“Okra draw tay e mus cut”. I can’t count how many times in my life my Mother has said this to me. To be the child of a strong African woman carries with it more blessings and burdens that only unfolds the more I experience life. This unique predicament is experienced by all of Sierra Leone’s children, regardless of what part of the world we currently call home. We all wonder what kind of person do we want to be and how can we help those who we are connected to. How does being the child of an arrogant, voluptuous, hypocritical, sweet country help shape the person I need to become?
There is nowhere to run forever from what has created you. There is no way to effect change on a global level except from the inside out. To heal Sierra Leone we need all of her children to implement changes inside our homes, our businesses, our families, and our government and most importantly inside of ourselves. In connecting with each other to build a new country for ourselves and future generations to know just how great a nation flows through our blood, some of the work has to start first by looking in the mirror.
William E Cross developed a theory describing five stages of Black consciousness, which is defined as a process of becoming Black. The premise is that Black people go through these different stages at points in their lives which allow them to process their Black skin and not only how the world views them but how it shapes their view of the world. Although these specific stages lend themselves to the Black experience as in skin color, it also happens in developing a consciousness of being a Sierra Leonean no matter if you live on the African continent or elsewhere.
Cross’ first stage is Pre-encounter, which is characterized by a person being completely unaware of his own race. I recall growing up in Sierra Leone surrounded by people who were just like me. They spoke the same language, ate the same foods and were all related to me by blood or friendship. I always tell my friends that in being African, everybody is my aunt, uncle or cousin. I never felt different from those I was around because everyone I was around was there to teach, guide, love and comfort me. All my experiences were shrouded in the goal of helping me become a good, successful woman with pride in herself, her family and heritage.
The second stage, Encounter refers to an incident occurring that makes one aware of their race.

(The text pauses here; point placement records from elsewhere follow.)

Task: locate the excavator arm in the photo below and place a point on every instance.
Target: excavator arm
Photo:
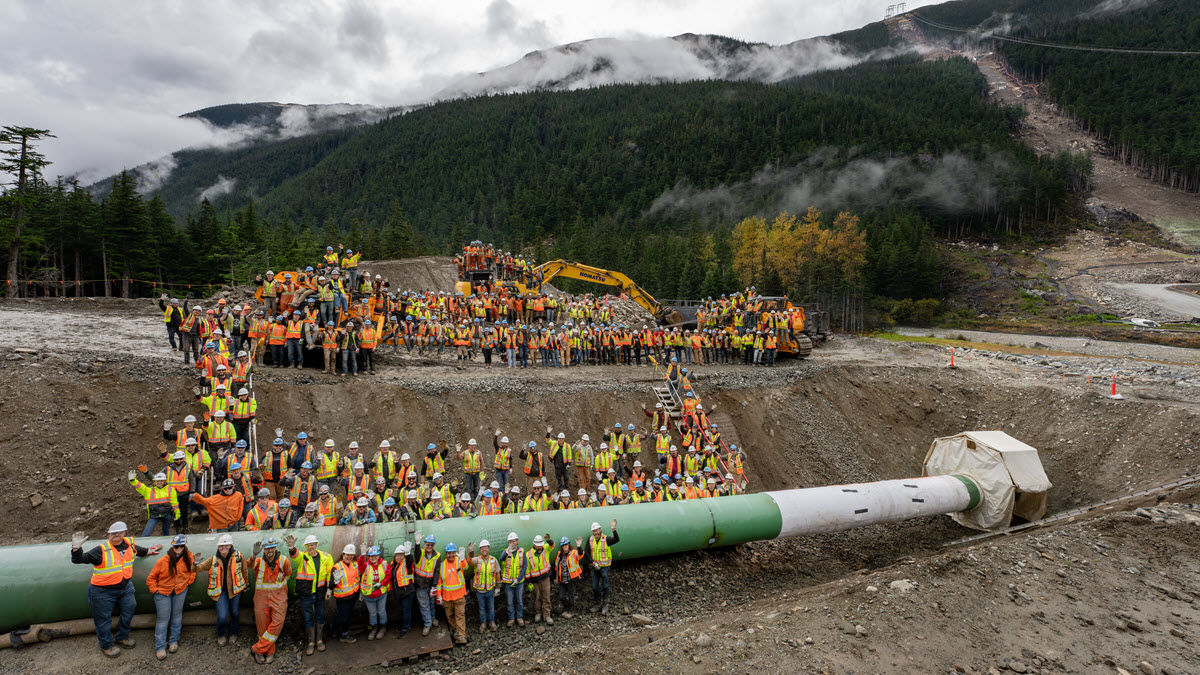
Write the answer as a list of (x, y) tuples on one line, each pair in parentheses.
[(569, 269)]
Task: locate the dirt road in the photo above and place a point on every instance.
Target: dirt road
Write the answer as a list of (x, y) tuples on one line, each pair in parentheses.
[(1183, 305)]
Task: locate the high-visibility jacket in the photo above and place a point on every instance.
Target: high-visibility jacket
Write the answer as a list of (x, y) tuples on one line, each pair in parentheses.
[(473, 463), (601, 556), (244, 411), (114, 566), (179, 479), (157, 500), (451, 583), (312, 572), (216, 577), (510, 572), (348, 584), (425, 566), (487, 572), (261, 518), (373, 580), (328, 511), (328, 465)]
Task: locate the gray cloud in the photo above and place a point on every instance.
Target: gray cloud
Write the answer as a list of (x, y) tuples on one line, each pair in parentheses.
[(953, 183)]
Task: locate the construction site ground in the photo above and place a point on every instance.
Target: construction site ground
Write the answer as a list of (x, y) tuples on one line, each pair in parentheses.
[(1092, 596)]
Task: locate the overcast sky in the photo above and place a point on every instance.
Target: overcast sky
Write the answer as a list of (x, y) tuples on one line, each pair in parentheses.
[(111, 77)]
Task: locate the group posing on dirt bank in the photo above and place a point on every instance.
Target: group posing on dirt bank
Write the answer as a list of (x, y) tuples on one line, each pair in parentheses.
[(333, 310)]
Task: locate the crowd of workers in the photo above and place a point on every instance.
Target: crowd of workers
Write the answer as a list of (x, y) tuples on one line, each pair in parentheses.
[(214, 471), (348, 318)]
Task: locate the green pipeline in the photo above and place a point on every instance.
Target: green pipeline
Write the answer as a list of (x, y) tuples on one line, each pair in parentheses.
[(41, 585)]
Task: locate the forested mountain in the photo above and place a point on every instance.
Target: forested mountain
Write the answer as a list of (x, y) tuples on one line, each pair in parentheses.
[(1146, 106)]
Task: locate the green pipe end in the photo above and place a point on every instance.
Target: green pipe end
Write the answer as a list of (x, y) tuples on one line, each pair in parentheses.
[(972, 489)]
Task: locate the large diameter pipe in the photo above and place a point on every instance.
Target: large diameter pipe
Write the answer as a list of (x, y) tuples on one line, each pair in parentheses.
[(41, 585)]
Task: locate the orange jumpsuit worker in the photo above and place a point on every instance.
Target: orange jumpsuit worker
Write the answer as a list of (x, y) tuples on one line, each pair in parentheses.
[(271, 572)]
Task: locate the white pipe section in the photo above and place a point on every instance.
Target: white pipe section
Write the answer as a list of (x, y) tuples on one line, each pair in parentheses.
[(840, 507)]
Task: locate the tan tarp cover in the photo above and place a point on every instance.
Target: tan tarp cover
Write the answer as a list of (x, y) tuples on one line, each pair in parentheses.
[(1008, 472)]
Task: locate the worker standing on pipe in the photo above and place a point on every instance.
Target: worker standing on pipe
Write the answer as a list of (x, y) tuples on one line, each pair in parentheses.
[(270, 597), (346, 592), (227, 580), (513, 575), (451, 591), (599, 557), (426, 565), (313, 569), (111, 586), (168, 581)]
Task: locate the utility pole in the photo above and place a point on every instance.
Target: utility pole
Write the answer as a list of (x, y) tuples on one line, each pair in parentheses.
[(18, 157)]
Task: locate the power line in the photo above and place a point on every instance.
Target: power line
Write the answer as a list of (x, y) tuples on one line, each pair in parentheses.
[(1057, 45)]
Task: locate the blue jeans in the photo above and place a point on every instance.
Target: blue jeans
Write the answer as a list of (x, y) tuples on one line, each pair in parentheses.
[(406, 613), (514, 596), (169, 610), (228, 614), (599, 579), (294, 356), (377, 610), (312, 608), (486, 601), (423, 601), (103, 599), (154, 523)]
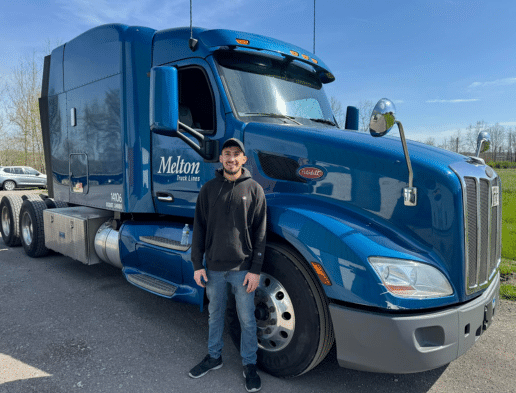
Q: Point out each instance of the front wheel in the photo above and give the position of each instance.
(9, 185)
(295, 332)
(9, 212)
(32, 228)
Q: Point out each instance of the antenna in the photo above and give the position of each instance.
(192, 42)
(314, 27)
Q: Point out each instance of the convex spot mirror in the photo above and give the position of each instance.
(483, 142)
(164, 101)
(383, 118)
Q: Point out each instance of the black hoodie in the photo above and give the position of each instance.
(230, 224)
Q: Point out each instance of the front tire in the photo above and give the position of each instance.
(32, 228)
(9, 215)
(295, 332)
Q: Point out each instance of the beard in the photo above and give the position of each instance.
(231, 173)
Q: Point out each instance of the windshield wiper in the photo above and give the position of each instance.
(325, 121)
(275, 115)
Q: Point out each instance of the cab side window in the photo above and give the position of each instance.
(196, 104)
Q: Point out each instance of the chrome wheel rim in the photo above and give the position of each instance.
(9, 185)
(26, 228)
(274, 313)
(6, 222)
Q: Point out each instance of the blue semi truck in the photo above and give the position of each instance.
(388, 250)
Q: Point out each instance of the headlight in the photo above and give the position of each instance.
(410, 279)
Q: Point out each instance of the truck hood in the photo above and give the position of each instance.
(355, 174)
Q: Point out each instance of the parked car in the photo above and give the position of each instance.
(12, 177)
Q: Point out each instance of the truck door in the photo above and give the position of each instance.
(178, 171)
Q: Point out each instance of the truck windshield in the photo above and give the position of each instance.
(274, 88)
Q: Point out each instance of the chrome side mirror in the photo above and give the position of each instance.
(382, 120)
(483, 142)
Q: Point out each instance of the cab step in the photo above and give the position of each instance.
(164, 242)
(150, 283)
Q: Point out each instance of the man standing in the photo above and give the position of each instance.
(229, 231)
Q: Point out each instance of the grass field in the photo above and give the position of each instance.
(508, 177)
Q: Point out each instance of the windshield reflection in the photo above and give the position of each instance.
(271, 87)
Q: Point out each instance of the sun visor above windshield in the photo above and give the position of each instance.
(214, 39)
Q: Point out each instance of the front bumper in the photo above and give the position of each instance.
(400, 344)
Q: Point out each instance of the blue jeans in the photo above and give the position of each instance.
(216, 290)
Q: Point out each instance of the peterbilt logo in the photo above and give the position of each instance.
(310, 172)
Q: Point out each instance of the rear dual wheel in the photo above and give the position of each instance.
(295, 332)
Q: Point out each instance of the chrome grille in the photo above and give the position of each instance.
(482, 227)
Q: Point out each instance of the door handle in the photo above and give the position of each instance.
(165, 197)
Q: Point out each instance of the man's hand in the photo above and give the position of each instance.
(251, 280)
(198, 274)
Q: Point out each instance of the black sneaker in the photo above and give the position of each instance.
(207, 364)
(252, 379)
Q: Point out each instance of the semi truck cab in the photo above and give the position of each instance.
(388, 250)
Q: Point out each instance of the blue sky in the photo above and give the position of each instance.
(446, 64)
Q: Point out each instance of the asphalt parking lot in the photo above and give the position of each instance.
(68, 327)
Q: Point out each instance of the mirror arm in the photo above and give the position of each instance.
(407, 156)
(410, 192)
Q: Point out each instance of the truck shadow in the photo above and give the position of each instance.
(90, 319)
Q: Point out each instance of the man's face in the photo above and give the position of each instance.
(232, 159)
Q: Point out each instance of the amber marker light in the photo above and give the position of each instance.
(321, 273)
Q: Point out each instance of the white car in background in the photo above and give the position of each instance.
(12, 177)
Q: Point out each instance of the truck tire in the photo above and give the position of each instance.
(295, 332)
(9, 214)
(9, 185)
(32, 228)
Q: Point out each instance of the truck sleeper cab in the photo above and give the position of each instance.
(133, 120)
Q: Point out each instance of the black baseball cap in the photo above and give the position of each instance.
(234, 142)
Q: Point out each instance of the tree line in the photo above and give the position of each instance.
(20, 127)
(503, 139)
(21, 139)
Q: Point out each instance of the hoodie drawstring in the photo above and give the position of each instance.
(230, 200)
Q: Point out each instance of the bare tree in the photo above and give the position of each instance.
(22, 109)
(365, 108)
(497, 140)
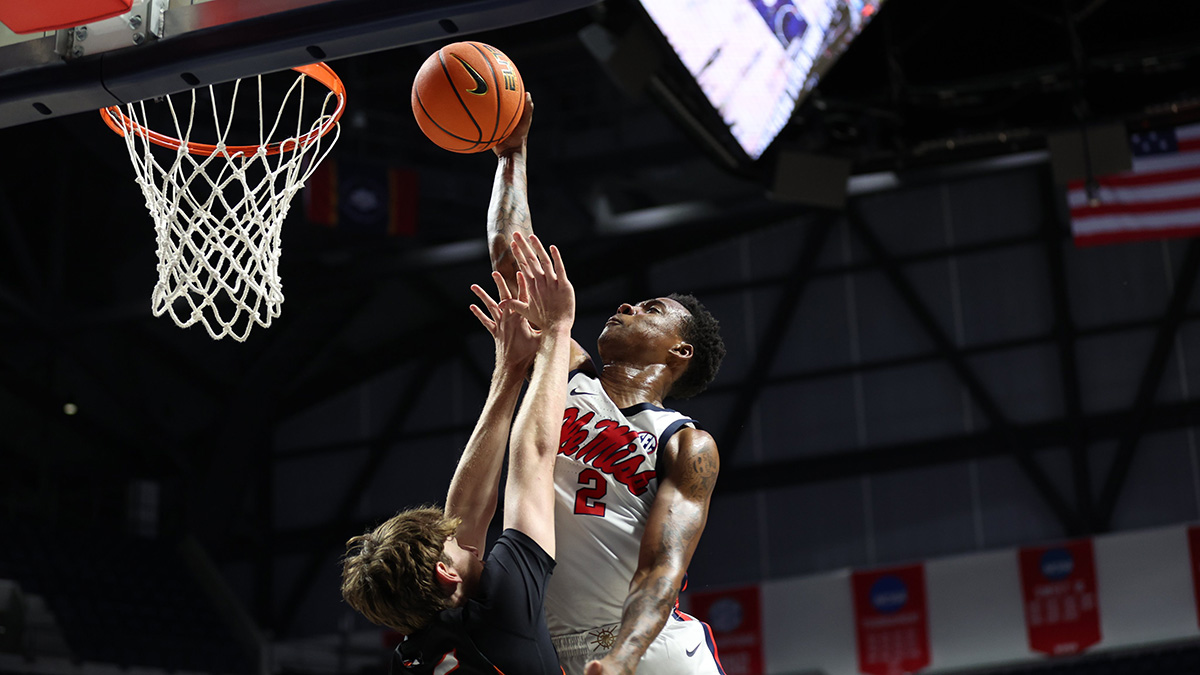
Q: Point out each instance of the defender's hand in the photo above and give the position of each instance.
(516, 342)
(546, 297)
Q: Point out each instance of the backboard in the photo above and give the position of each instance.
(168, 46)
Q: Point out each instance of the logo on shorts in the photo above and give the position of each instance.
(604, 638)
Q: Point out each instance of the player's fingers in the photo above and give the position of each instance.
(483, 318)
(522, 287)
(492, 306)
(557, 257)
(502, 287)
(516, 306)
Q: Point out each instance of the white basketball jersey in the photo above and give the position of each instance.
(605, 482)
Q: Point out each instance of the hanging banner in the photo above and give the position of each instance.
(1062, 613)
(891, 620)
(736, 617)
(1194, 547)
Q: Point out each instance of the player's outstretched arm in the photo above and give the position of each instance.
(508, 211)
(509, 208)
(672, 531)
(547, 299)
(474, 488)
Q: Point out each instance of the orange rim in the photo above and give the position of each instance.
(123, 124)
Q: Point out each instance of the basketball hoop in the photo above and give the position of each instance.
(219, 209)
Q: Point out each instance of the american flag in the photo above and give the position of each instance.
(1158, 198)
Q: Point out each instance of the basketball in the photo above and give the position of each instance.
(467, 96)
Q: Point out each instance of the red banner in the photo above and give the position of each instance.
(1062, 613)
(736, 617)
(1194, 547)
(891, 621)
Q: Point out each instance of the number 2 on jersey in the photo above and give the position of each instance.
(594, 488)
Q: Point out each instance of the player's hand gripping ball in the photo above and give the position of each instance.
(467, 96)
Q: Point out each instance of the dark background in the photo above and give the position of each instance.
(929, 370)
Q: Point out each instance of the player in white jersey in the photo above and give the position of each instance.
(633, 479)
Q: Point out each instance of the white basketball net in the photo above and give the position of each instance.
(219, 217)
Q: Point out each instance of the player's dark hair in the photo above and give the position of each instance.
(703, 333)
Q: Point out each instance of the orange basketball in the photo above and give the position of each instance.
(467, 96)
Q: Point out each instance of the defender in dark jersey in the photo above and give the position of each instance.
(420, 572)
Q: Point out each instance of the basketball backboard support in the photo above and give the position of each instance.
(207, 42)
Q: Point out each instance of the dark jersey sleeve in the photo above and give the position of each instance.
(507, 616)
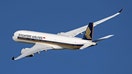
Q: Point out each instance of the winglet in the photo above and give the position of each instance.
(120, 10)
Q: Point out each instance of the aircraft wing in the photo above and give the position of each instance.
(29, 52)
(80, 30)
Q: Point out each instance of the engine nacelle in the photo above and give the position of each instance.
(26, 50)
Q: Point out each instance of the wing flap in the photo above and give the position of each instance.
(31, 51)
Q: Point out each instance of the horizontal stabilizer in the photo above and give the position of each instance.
(103, 38)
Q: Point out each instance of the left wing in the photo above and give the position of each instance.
(29, 52)
(77, 31)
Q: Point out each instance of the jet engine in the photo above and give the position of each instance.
(25, 50)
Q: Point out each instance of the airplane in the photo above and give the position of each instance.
(60, 41)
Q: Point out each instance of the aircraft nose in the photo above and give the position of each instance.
(14, 37)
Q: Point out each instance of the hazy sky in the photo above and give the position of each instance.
(112, 56)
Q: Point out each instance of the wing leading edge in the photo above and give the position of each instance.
(77, 31)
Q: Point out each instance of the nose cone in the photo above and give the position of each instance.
(14, 37)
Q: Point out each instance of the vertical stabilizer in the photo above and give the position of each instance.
(89, 32)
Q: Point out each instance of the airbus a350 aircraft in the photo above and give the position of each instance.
(63, 40)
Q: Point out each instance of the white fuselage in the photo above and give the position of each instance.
(53, 40)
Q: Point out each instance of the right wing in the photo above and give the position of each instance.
(80, 30)
(29, 52)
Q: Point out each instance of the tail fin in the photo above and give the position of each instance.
(89, 32)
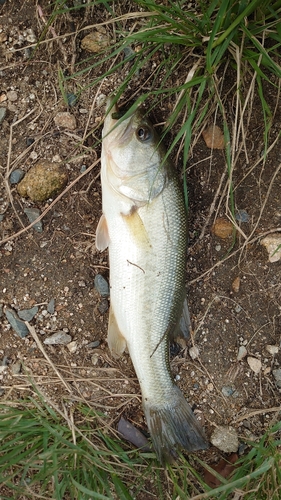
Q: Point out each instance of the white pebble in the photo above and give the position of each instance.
(254, 364)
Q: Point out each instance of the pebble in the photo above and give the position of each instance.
(3, 112)
(29, 141)
(272, 243)
(28, 314)
(225, 439)
(227, 391)
(194, 352)
(51, 306)
(272, 349)
(65, 119)
(33, 214)
(12, 95)
(236, 284)
(16, 368)
(222, 228)
(242, 352)
(95, 42)
(58, 338)
(277, 375)
(72, 346)
(71, 99)
(242, 216)
(103, 306)
(213, 137)
(95, 359)
(254, 364)
(16, 176)
(43, 180)
(94, 344)
(101, 285)
(17, 324)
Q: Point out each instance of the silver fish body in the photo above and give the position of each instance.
(144, 226)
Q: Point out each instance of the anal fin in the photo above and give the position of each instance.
(116, 342)
(102, 236)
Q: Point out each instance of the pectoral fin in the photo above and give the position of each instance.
(137, 228)
(102, 236)
(116, 342)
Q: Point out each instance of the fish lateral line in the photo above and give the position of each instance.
(132, 264)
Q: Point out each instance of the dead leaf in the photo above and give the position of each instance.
(222, 228)
(213, 137)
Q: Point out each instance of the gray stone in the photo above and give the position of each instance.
(17, 324)
(51, 306)
(277, 375)
(225, 439)
(58, 338)
(227, 391)
(28, 314)
(16, 368)
(3, 112)
(101, 285)
(33, 214)
(16, 176)
(94, 344)
(103, 306)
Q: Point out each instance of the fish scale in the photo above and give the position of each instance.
(144, 227)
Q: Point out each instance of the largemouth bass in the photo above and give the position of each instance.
(144, 227)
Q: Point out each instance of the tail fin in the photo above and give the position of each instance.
(173, 426)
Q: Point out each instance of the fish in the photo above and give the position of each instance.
(144, 227)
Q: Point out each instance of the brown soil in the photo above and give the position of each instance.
(61, 262)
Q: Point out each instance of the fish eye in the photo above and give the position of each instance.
(143, 134)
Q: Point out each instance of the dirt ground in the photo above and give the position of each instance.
(233, 302)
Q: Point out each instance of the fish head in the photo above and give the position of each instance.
(132, 156)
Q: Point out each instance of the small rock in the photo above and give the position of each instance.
(65, 120)
(71, 99)
(254, 364)
(94, 344)
(225, 439)
(277, 375)
(194, 352)
(222, 228)
(16, 368)
(43, 180)
(103, 306)
(242, 353)
(236, 284)
(272, 243)
(16, 176)
(17, 324)
(58, 338)
(242, 216)
(51, 306)
(32, 215)
(3, 112)
(101, 285)
(95, 42)
(28, 314)
(72, 346)
(272, 349)
(29, 141)
(213, 137)
(95, 359)
(30, 37)
(227, 391)
(12, 95)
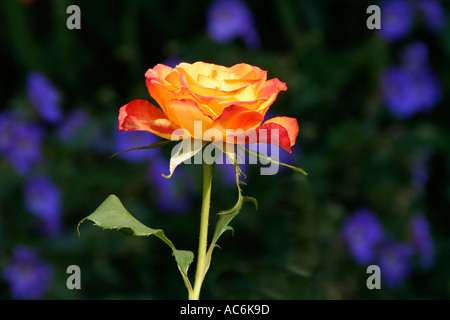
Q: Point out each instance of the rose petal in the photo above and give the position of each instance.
(238, 118)
(290, 124)
(187, 114)
(144, 116)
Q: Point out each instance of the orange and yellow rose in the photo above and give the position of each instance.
(218, 97)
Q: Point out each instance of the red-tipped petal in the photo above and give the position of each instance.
(143, 116)
(290, 124)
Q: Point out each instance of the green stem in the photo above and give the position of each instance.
(203, 238)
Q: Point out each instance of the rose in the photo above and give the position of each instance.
(233, 99)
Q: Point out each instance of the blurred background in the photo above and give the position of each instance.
(374, 138)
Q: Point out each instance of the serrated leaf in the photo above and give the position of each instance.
(150, 146)
(183, 151)
(111, 214)
(267, 158)
(225, 217)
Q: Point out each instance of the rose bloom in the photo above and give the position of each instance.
(232, 101)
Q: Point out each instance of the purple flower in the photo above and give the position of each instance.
(419, 176)
(172, 62)
(396, 19)
(25, 151)
(42, 198)
(422, 240)
(363, 233)
(407, 93)
(43, 97)
(28, 276)
(395, 263)
(230, 19)
(8, 120)
(124, 140)
(433, 14)
(171, 195)
(415, 56)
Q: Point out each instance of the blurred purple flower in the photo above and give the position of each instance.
(409, 92)
(422, 240)
(24, 152)
(42, 198)
(363, 233)
(28, 276)
(8, 120)
(172, 195)
(124, 140)
(396, 19)
(419, 176)
(414, 56)
(230, 19)
(395, 263)
(43, 97)
(433, 14)
(173, 62)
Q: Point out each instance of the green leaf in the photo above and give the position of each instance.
(111, 214)
(225, 217)
(183, 151)
(150, 146)
(267, 158)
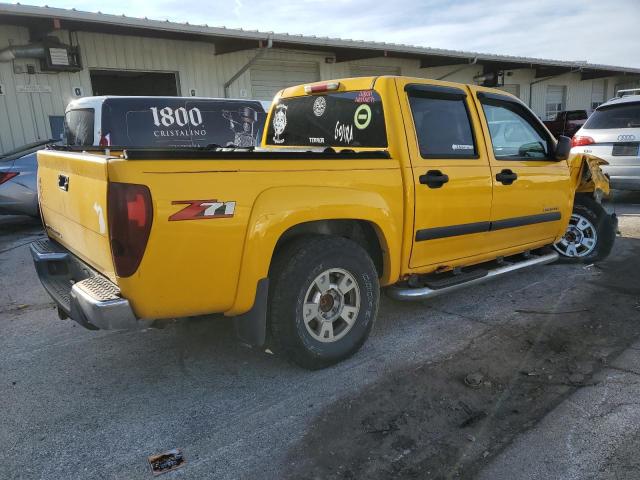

Moving to the US at seven years old completely changed the path my life would have taken if my family would have never moved. From the doctor writing the wrong name on my birth certificate, to family nicknames, to being called both my grandmother’s names, I’ve never had one name. I’ve always answered to names, that although were different depending on who was talking to me, came from my family and religious heritage. Then, all of a sudden people were Americanizing and changing my name and I couldn’t understand who they were talking to. People would comment on how I “didn’t look or sound African” as though they were complimenting me. At that point it hit me, maybe there was something different about me that people outside of my world, were calling me something different and seeing me as someone different than the Salone chick I was.
The third stage, Immersion is when a person becomes deeply involved in being a member of their group and embraces all of the behaviors and characteristics associated with that group. My Father and I would spend hours talking about life in Salone. He would speak to me as an intellectual equal about the politics, the people, and the languages. He would share any news he heard and show me videos of how people were living their lives and the day-to-day issues, good or bad. There were some things that I should not have witnessed or known but the truth is the truth, no matter if you try and hide from it. My world opened up and it felt that everywhere I went I met a new sister or brother from Salone who I could relate to. I was attracting everything I always wanted into my life by learning who I already was.
Living away from my family leads to a lot of unsatisfied cravings for Salone food. I reached a point where I knew I had no reason not to be able to take care of myself the way I wanted. I spent an entire summer pen and papers in hand making my mother teach me how to cook every dish that she knows. I can still hear her sucking her teeth at me as I forced her to give me exact measurements telling me, “you jus def for sabe”. I drove my friends crazy for a period of time as I hosted weekly dinners and they had to eat all of my cooking while I was still learning. Now, I’m an excellent cook and take every chance I get to bring some real Salone dishes to my friends’ lives.
The fourth stage, emersion allows the person to be more open to influences outside of their group. After college, I knew my passport needed more stamps and I would have to get out into the world. I began travelling and meeting people from all over the world who had characteristics and values that I deeply admired. I realized that loving who you are and where you come from isn’t exclusive to any one group of people.
The final stage is double consciousness, which occurs with a realization that not only is it important to seek change for your particular race, but change on a global level is mandatory. I had to create a balance of what I wanted for myself and the person I wanted to be, what I wanted for my country, my future children and family and knowing that everybody wants better for themselves, their families and their country.
Self-awareness sounds like such a simple concept. Who would know you better than you? In going through these stages of consciousness, I found answers to questions I already knew. Merging past, present and future helped me create an even bigger picture of my life that surpassed everything I ever thought was my purpose. My picture grew from a nuclear set of people who I share blood and love with to the camaraderie of a whole country of people who I owe my entire being to.